Saturday, October 27, 2012

We All Fall Down

 One thing I have to say about no hockey is that I have gotten out more.  I remember thinking at one point last year that I was watching my first fall in thirty years from my window.  This year, I've been able to wander out and around the neighborhood and marvel at the sights up close and personal.  It's amazing to see the explosion of color.   It's not like back home - Montana - actually.  The humidity sort of literally puts a damper on things, but that is a minor complaint.  I'm not sure that any words I can write here will do it justice, but there are some evenings when Cheyenne and I kick our way through the fallen leaves and gaze up at the trees in the local cemetery, and they seem almost like they are on fire as the last of the sun catches the reds and the golds.  And I think to myself how lucky I am to be here.  I caught myself sort of marveling at that fact recently as we made our way around the labyrinthine paths of the old cemetery, Cheyenne keeping her nose to the ground in constant pursuit of new and interesting smells, me with eyes on the treeline and my head in the clouds.  I would almost say I'm blessed because this is like a dream come true, but then I remember what it took to get me here.  I realize had I not lost a daughter, I would still be in Texas.  I would actually still be in debt.  We'd be struggling to pay the mortgage and keep up with the payments on the second mortgage we took out.  Greg would probably be doing the same job he had when I left, and I'd be a collections clerk.  Would she still be sick?  Maybe.  Probably actually.  So, I'd still be hiding the coffee under the doggie steps, I'd still be finding bags of vomit under the bed if I ventured into her room.  There would be the constant worry about how long her body could take it before shutting down on her.  I would have a pool, I would have my deer and my dogs, our friends would be close by, but life would be a struggle on a lot of levels, and there wouldn't be This.  This amazing city, with its zoo and museums.  This proximity to the team I've loved for so long.  This amazing fall.

Life isn't a total bed of roses.  My job can be stressful and steeped in negativity.  I can't take vacation because there is no one to cover one of the tasks I'm responsible for - or at least not without undue burden on others - so I may not be at burn out, but I'm definitely crispy around the edges.  There's the stress of Greg worrying over his brother, there is the tug of money (sometimes made worse by living in a city with so many wonderful things to do), and we still worry about Marissa.  But, the truth of the matter is, life is so much easier than it was.  It's a plain and hard fact of losing someone who has been sick for a long time.  I noticed it right away actually.  How quiet the house was.  Actually, at first, that quiet was nearly deafening.  I hated being in the house by myself because it nearly screamed the silence at me.  But, we could do things and have things around the house that we hadn't been able to for a long time.  We could leave for a movie and not worry about what was happening back at the house.  And the rest of your life opens up in front of you.  It's just the way it is.  It adds a layer to living with grief that others don't have.  If your loved one is just suddenly taken from you, say in an accident, or a sudden and quick illness, your life shifts, but there is not that competing sensation of no longer having all those responsibilities mixed with the grief.
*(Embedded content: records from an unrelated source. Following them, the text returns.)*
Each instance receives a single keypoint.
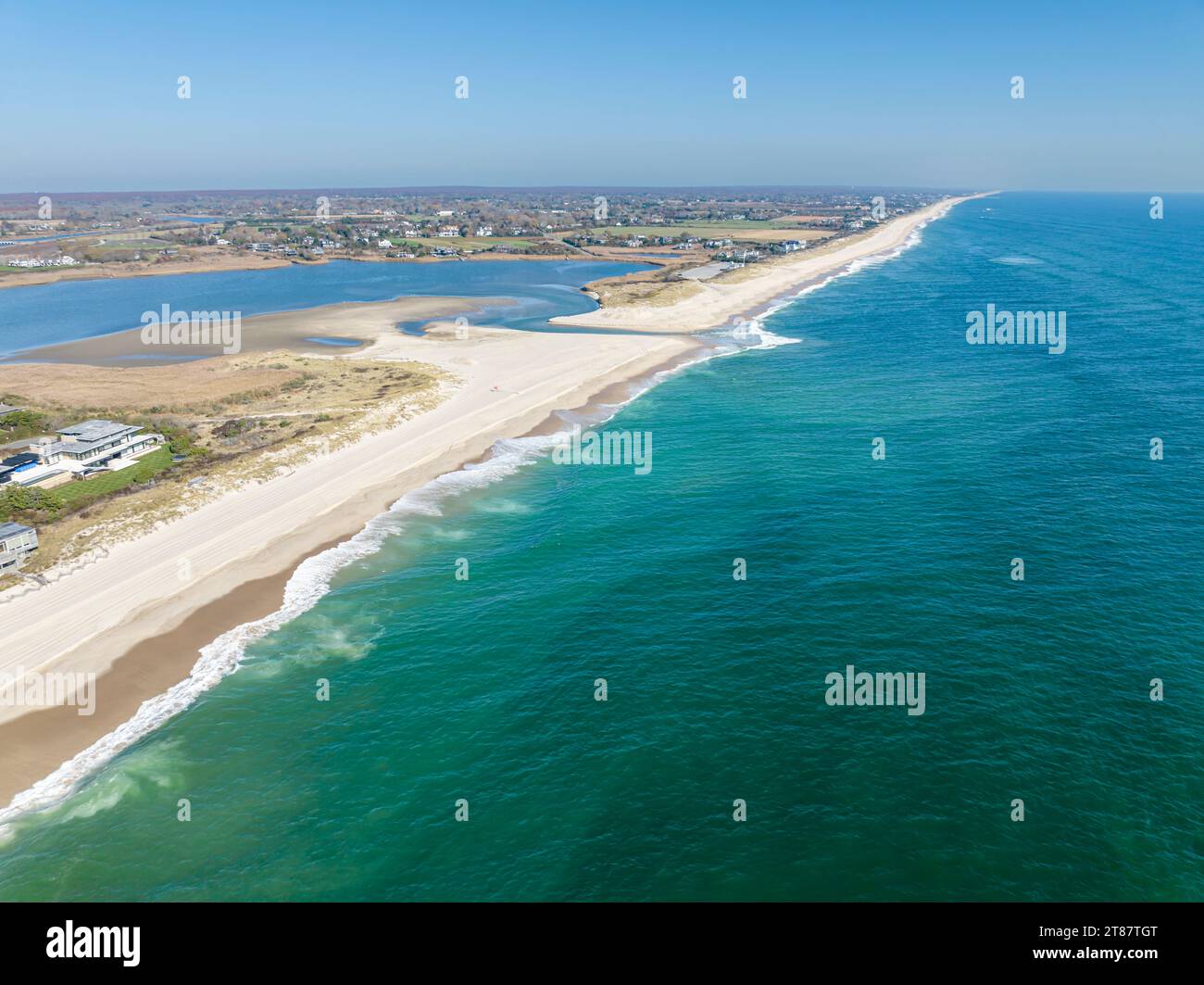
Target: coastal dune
(718, 302)
(139, 616)
(127, 616)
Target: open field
(237, 418)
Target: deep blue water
(484, 688)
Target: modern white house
(17, 543)
(94, 445)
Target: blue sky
(356, 95)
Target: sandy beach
(137, 616)
(137, 622)
(749, 290)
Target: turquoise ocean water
(484, 688)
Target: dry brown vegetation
(241, 418)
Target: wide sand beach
(139, 616)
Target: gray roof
(88, 436)
(97, 430)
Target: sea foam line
(313, 577)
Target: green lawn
(76, 494)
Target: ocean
(478, 695)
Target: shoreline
(44, 276)
(761, 285)
(152, 643)
(149, 638)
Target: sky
(364, 95)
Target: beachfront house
(17, 542)
(94, 443)
(19, 463)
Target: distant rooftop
(97, 430)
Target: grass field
(76, 494)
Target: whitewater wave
(313, 577)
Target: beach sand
(137, 620)
(746, 292)
(290, 330)
(139, 616)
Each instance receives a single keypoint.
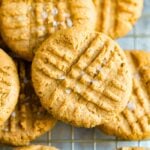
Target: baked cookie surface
(29, 120)
(117, 17)
(81, 77)
(2, 44)
(134, 122)
(36, 147)
(9, 86)
(25, 24)
(133, 148)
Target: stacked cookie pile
(62, 63)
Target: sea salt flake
(54, 11)
(44, 15)
(99, 68)
(63, 77)
(6, 129)
(137, 76)
(68, 91)
(13, 114)
(67, 15)
(131, 106)
(25, 80)
(69, 22)
(41, 28)
(55, 23)
(82, 73)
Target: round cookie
(9, 86)
(134, 122)
(2, 44)
(29, 120)
(36, 147)
(116, 18)
(133, 148)
(25, 24)
(81, 77)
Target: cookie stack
(63, 63)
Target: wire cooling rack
(66, 137)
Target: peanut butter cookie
(9, 86)
(133, 148)
(29, 120)
(36, 147)
(2, 44)
(134, 122)
(81, 77)
(25, 24)
(117, 17)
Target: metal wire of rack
(66, 137)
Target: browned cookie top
(25, 24)
(133, 148)
(117, 17)
(81, 77)
(9, 86)
(134, 122)
(29, 119)
(36, 147)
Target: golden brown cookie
(134, 122)
(117, 17)
(29, 120)
(2, 44)
(81, 77)
(36, 147)
(9, 86)
(133, 148)
(25, 24)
The irony of it all was on my mind on a lovely autumn evening when it was hard to imagine anyone having a care in the world.  But, you know that thought process is not unique to me.  I remember when my father-in-law died.  He had been sick for a long time, and my mother-in-law had steadfastly cared for him, worried over him and staying by his side with the help of her oldest daughter.  Then he was gone.  She was still young enough and financially secure enough that she had a chance at freedom.  I actually remember thinking of her life as a widow that way:  freedom.  And she did venture out into the world.  A few months later she took a trip to Scotland and had a fall while she was there.  As I recall she broke an ankle.  She developed some health problems after that which were fairly serious.  I always sort of thought that it was almost like Survivor's Guilt.  I have no idea if that is a valid diagnosis or not, but I remember thinking it was so odd that she finally got a chance to spread her wings a little and they were immediately clipped.  Maybe she was exhausted and her immune system was compromised as a result.  Maybe it was strictly coincidence, but I tend to believe true coincidences are rare.  Maybe it was a lot of things combined, but you wonder how many people just have not been able to live with the guilt of feeling some relief from no longer caring for a loved one.  How many can't overcome that?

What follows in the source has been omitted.